Korzhakov, who had always stood behind Yeltsin’s back as his bodyguard, was suddenly sitting next to him at Security Council meetings in the Kremlin. Kiselev spotted the change while watching the Kremlin footage and turned it into news. ‘The rumours about the growing influence of Korzhakov have been confirmed,’ he explained on Itogi. ‘The head of presidential security is taking part in important and confidential state affairs.’ This would have been alarming in any event, but in the autumn of 1994 it became lethal. Trouble in the North Caucasus republic of Chechnya was brewing and Yeltsin’s advisers, Korzhakov and Barsukov, saw it as a perfect opportunity for a small victorious war that could steal Zhirinovsky’s thunder, boost Yeltsin’s rating that had been falling as the result of economic difficulties and strengthen their own positions.
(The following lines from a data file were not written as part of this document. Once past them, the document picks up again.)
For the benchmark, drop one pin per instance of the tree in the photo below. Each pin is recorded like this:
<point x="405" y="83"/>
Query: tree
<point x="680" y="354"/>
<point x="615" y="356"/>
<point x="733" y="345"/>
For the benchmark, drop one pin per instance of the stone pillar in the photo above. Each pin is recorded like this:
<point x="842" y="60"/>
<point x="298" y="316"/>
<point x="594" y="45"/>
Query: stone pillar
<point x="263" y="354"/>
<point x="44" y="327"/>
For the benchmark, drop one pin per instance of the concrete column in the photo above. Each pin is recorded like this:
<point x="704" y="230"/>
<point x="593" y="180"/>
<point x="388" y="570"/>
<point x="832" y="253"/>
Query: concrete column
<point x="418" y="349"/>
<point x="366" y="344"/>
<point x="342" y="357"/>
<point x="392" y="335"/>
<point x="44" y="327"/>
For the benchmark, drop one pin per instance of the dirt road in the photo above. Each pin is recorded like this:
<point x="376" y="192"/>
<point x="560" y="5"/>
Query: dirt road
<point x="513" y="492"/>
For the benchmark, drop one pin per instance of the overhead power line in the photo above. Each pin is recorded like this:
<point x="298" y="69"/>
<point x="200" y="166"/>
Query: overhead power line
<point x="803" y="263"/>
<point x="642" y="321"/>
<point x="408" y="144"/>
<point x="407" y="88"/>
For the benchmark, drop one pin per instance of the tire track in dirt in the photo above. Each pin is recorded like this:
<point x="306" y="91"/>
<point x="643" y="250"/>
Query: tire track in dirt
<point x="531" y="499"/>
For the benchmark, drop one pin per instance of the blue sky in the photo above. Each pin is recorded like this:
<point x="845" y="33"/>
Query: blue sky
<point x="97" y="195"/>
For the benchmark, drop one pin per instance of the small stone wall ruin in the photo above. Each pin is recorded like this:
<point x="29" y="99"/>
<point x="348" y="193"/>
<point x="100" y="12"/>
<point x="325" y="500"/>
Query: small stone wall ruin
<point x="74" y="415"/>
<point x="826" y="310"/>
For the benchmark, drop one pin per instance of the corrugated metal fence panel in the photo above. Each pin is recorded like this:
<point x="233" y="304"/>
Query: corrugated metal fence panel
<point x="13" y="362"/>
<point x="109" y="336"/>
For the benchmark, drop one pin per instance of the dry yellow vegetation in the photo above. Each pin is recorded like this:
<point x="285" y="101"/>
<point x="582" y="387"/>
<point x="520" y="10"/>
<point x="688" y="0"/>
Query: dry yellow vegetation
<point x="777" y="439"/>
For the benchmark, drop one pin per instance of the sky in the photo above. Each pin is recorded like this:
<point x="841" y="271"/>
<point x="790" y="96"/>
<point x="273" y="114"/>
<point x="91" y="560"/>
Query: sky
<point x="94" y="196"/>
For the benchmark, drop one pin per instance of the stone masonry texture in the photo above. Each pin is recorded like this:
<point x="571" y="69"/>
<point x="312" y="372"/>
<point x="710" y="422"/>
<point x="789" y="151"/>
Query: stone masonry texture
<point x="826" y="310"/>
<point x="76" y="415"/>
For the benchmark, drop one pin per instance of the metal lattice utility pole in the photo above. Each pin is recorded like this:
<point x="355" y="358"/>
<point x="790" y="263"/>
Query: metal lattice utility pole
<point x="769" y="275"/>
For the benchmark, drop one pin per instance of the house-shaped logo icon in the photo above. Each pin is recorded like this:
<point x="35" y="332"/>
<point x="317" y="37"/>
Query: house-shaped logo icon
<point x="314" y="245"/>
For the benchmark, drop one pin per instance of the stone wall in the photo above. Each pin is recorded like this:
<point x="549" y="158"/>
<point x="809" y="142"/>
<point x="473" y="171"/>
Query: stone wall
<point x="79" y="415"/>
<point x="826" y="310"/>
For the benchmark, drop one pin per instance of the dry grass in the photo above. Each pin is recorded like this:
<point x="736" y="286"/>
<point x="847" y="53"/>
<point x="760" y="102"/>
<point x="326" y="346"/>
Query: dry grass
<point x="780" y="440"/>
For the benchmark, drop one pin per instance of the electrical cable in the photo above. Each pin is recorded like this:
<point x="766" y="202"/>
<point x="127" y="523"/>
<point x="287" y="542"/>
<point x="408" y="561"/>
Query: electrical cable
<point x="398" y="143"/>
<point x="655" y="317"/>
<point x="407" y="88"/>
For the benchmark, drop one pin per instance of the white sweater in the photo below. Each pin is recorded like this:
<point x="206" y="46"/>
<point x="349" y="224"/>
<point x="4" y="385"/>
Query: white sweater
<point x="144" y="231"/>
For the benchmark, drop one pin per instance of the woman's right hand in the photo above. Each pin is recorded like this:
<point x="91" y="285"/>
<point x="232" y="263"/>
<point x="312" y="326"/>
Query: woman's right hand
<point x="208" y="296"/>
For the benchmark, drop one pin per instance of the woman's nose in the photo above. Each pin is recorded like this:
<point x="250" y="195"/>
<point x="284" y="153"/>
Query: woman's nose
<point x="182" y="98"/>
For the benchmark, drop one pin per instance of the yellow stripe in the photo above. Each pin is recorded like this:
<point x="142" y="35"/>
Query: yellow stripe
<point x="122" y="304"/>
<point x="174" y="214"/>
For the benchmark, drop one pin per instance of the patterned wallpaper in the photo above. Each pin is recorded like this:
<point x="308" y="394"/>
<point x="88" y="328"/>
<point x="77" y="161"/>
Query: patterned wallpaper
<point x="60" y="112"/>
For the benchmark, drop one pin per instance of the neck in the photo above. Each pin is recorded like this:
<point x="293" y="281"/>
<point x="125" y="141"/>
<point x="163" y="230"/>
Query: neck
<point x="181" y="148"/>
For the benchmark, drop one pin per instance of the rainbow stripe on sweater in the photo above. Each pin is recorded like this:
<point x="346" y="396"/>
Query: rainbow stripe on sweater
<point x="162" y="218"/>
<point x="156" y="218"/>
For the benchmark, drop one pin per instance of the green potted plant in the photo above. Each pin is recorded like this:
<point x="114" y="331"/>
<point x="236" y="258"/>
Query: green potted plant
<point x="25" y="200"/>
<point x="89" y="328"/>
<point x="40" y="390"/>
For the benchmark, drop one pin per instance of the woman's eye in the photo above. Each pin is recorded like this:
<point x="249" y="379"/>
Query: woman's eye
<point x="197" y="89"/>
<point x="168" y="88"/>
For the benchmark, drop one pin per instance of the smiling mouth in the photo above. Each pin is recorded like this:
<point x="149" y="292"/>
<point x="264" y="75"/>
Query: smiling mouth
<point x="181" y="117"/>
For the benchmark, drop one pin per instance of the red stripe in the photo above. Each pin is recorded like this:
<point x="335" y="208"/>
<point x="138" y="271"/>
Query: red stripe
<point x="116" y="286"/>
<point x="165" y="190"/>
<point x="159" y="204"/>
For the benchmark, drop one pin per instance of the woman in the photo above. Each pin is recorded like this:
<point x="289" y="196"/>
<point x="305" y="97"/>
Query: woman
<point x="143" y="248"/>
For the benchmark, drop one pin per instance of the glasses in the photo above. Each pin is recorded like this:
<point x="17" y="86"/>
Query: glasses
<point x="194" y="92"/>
Chechen separatism was part of a chain reaction set off by the collapse of the Soviet Union and Yeltsin decided to end it by force.
NTV seized on Chechnya several months before the war actually started. ‘Starting from June, there was hardly an Itogi programme that did not mention Chechnya,’ Kiselev recalled.19 In September, NTV’s future war reporter, Elena Masyuk, reported from a southern Russian region neighbouring Chechnya that field hospitals were being set up. In November 1994, Malashenko ran into Evgeny Savostyanov, the soft-spoken head of the Moscow KGB whom he knew from his days at the Central Committee. ‘He told me in his carefree way: “Igor, listen, forget about Chechnya for a couple of weeks. We will finish it all off and then I will tell you all about it.” I realized that they really didn’t understand what they were doing.’20
At the time of this encounter, Savostyanov had signed a contract with forty-seven tank crews, behind their commander’s back, to lend President Dudaev’s disparate and weak opponents in Chechnya a helping hand. But when the Russian-contract soldiers reached Grozny, the capital of Chechnya, they came under intense fire from Dudaev’s army. Most of them fled and some were captured. Chechen ‘opposition forces’ broke ranks and started to loot Grozny. While the state media peddled the official line that Dudaev was fleeing and that there were no Russian soldiers on the ground, NTV exposed the operation for what it was – a humiliating debacle.
Malashenko had no sympathy for Dudaev – a paranoid and narcissistic dictator. In fact, his biggest problem with the war was not what it might do to Chechnya, but what it would almost certainly do to Russia. The war was not just an assault on separatists, it was an assault on everything that NTV stood for: professionalism, respect for individual rights, normal life and common sense. ‘I realized that the war in Chechnya would inflate the role of the army and security services and that it would change the rules of the game in Russia, because once you start shooting people in Chechnya, you can shoot them anywhere, the hand almost involuntarily reaches for the gun or a truncheon,’ Malashenko said.21 So Malashenko and Dobrodeev decided that NTV would show the war in its full and gruesome details. Its correspondents reported it from both sides. They went behind the Russian lines and interviewed Chechen commanders, inciting the outrage of the Russian army chiefs.
When the government said there were no prisoners, NTV showed a line-up of captured young conscripts, disarmed and helpless. When the government kept silent about its losses, NTV showed a downed Russian helicopter and bodies of Russian soldiers. When state TV channels said that civilians had left Grozny, NTV showed wounded civilians bombed out of their houses, old people desperately looking for cover, a woman whose face was just a bloody wound. The Kremlin was not only losing militarily; it was also losing the information war to NTV.